We pulled into Taiba about 4:30 in the afternoon. There is no easy way to get there. As we made our way over a road that often required us to drive off-road just to make it there I couldn’t help but think of correspondence between missionary doctor Stanley Livingston in Africa and some potential helpers back in England. They asked, “Dr. Livingston, is there a good road to where you are?” And Livingston replied, “I don’t want people who will come only if there is a good road; I want people who will come if there is no road.” If you look at a map of Senegal, it shows a highway from Dakar all the way to just north of Taiba (which is a mile or so off the road). But what looks good on a map doesn’t always translate into reality. There was a road all right, but only in the loosest definition of the word. Still, we made it.
And our Taiba friends were there to meet us. They are warm, wonderful, hospitable people. They helped us set up our tents in the small sandy courtyard of the clinic in which we’d be doing our work. They brought us food. And they shared some news: the population of Taiba had increased by one about an hour before we arrived. A new baby had been born right there at the clinic. And you know what else? That very night a second new baby was born at the clinic—a real population explosion before our very ears. This clinic is a rather dilapidated, open-air facility. The baby was born not twenty feet from our tents so we heard all the usual sounds associated with birth—a mother’s groans and a baby’s cry. That was baby number two.
And there would be one more—born on our last night at the clinic. The mother came in just as we were bedding down for the night. And this birth was more difficult than the one on our first night there. Mom had a hard time—groans and a scream or two. Whoever chose the word labor to describe this experience chose wisely. The lady labored. And we labored with her. This went on for a few hours until one last hybrid scream/groan … and then a baby’s cry. And this baby cried for awhile. I got out of my tent about four in the morning to make my bladder flatter—you've got to drink a lot of water in the desert, you know. The mid-wife was coming out of the room as I passed. She smiled at me and said, “Deux-heure trente-cinq.” She was telling me the time of the birth: 2:35 in the morning. I looked in the open door to the clinic room and there was the new grandmother mopping up the blood off the mattress upon which her daughter-in-law had given birth. She smiled at me. I smiled at her and put my hands together in a congratulatory gesture. She didn’t speak French; she spoke Wolof. I couldn’t communicate with her except by gesture. But she understood my gesture and, with bloody rags in hand, smiled all the more broadly. And in the background the baby cried again.
I stretched my legs a bit before I climbed back into my tent, but I was too wide-awake to sleep. Mom was trying to nurse the baby, and the baby was still crying now and then. A light sleeper finds sleep elusive in such conditions. But that was okay with me. It gave me time to think and reflect on our trip.
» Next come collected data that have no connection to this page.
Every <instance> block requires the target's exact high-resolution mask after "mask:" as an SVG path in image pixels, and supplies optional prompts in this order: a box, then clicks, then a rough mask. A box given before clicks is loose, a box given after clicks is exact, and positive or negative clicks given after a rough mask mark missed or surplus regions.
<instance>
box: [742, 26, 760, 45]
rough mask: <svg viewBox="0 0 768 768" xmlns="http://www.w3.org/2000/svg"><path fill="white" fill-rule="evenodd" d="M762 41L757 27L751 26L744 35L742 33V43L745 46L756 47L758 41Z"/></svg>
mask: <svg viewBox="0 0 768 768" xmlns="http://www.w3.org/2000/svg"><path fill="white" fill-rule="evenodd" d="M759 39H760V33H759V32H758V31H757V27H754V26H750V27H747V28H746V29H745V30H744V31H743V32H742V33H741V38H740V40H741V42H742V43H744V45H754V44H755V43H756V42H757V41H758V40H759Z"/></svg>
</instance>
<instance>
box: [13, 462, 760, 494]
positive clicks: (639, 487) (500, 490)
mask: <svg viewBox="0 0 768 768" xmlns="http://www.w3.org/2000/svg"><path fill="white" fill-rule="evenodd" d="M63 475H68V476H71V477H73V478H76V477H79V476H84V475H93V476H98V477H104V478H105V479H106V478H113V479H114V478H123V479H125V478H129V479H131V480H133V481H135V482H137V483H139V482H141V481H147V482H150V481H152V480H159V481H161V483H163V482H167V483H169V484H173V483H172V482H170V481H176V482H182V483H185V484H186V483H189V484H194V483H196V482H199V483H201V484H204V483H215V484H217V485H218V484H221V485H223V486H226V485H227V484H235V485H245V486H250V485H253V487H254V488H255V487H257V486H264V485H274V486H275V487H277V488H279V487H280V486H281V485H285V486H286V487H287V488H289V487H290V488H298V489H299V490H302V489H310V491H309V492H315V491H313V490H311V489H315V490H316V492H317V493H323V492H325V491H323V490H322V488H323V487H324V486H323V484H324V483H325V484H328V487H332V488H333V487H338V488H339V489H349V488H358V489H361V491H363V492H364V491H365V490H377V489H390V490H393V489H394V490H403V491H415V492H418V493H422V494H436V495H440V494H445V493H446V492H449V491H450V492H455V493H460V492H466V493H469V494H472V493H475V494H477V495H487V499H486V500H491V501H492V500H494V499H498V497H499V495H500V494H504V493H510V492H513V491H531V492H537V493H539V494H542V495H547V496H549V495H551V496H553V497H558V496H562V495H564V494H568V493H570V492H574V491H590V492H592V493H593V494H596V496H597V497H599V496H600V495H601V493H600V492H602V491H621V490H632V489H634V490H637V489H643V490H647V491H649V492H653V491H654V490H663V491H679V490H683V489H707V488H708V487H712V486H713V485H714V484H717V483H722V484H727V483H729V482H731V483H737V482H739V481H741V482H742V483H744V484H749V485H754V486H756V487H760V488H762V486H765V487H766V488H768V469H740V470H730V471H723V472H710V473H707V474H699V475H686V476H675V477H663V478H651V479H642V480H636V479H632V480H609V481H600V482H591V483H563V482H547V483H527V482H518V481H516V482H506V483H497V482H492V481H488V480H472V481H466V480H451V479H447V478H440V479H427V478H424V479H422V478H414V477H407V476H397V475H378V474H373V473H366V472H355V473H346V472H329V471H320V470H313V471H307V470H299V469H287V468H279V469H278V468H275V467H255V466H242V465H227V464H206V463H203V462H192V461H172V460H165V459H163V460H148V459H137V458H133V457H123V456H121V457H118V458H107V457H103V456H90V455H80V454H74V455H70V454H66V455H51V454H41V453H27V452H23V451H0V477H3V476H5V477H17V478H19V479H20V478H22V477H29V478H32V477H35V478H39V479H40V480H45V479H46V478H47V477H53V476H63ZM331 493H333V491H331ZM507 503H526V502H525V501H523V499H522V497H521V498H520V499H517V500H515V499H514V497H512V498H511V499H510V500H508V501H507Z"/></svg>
And while there is much I could say, I want to focus on that baby’s cry in Africa.
Upon reflection, three births in our five days in Taiba became more than a census figure for me. I believe those births to be a prophetic sign that God is at work in Taiba, that God will one day bring new birth to Taiba—not the birth that comes from the love of a husband and wife, but the birth that comes from above; the kind of birth about which Jesus spoke when he told Nicodemus (at night, by the way) that if he wanted to enter the kingdom of God he must be born again.
This was our second trip to this village. We have worked with their immigrants in Paris once and now two times in Taiba. We are building relationships. In our time with them in Paris last September they told us that our friendship was becoming more like family—as if we had the same mother and the same father. And this time in Taiba they allowed us to show the Jesus film twice and to show an evangelistic film twice as well. We were able to pray with most of the 1000 or so we treated in our medical, dental, and eyeglass clinics. We were able to exalt Jesus in new ways. And in that same conversation with Nicodemus, Jesus also said these words: “Just as Moses lifted up the snake in the desert, so the Son of Man must be lifted up, that everyone who believes in him may have eternal life.” We lifted Him up as high as we could this time around. And I believe with all my heart that in God’s good time in days and months and years to come, many, many of them will find eternal life in Jesus.
A baby’s cry in Africa—three babies to be exact. And those births on the first and the last nights of our stay become a kind of parenthesis of hope around our efforts there. There was a groan and a cry and there was blood. It reminds me of another baby’s cry in Bethlehem—a baby born to save us from our sins. It reminds me of a cross and a groan and a cry and much blood. And it reminds me that while God often speaks and works in unusual ways, He continues to be busy about His purpose of seeking and saving the lost. I believe that’s what He’s up to in Taiba these days, and I can’t wait to see it come to pass.
Hmm. A baby cries in Africa … and I can’t help but smile.